Official proposals for freshwater management are not adequate for protecting water quality to even current levels, the Parliamentary Commissioner for the Environment, Jan Wright, says.
The Ministry for the Environment opened consultation on November 7 for a discussion document named "amendments to the national policy statement for freshwater management 2011".
In that document proposals were made to improve water quality throughout the country, including "bottom lines" for water quality levels and a national objectives framework to set goals for quality levels.
Public submissions closed at 5pm today and Wright was one of those to make a submission.
She released a report in November which found New Zealand's water quality would get even worse by 2020 as the dairy industry continued to boom.
There was little in the objectives framework that would prevent the 2020 scenario becoming reality, Wright said.
"The big challenge is the nitrate runoff from the large-scale conversion of land to dairy farming," Wright said.
"Leaving this pressure unaddressed will result in a worsening of water quality in the short to medium term and make the job of improving it much harder and more expensive in the long term.
"The national policy statement should require regional councils to adopt interim measures to deal with this pressure."
Her submission was far from radical and her recommendations were consistent with reports from the Land and Water Forum, she said.

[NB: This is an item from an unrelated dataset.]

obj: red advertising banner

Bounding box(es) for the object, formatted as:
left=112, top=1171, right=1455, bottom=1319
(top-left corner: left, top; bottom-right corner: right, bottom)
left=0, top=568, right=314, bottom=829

Her recommendations included restricting exceptions to the national bottom line, freshwater management units be developed and included in the policy statement and the levels set by councils be no lower than those used now.
"The intent of the policy statement is to maintain or improve the quality of freshwater," Wright said.
"But, as proposed, any level of water quality is acceptable provided it is above the national bottom line.
"This could create pressure on councils to unwind some of the hard-won gains and community agreements that have been made over recent years to improve water quality."
Many New Zealanders were working hard to protect New Zealand's rivers and lakes and needed a policy framework that clearly supported and encouraged those efforts, she said.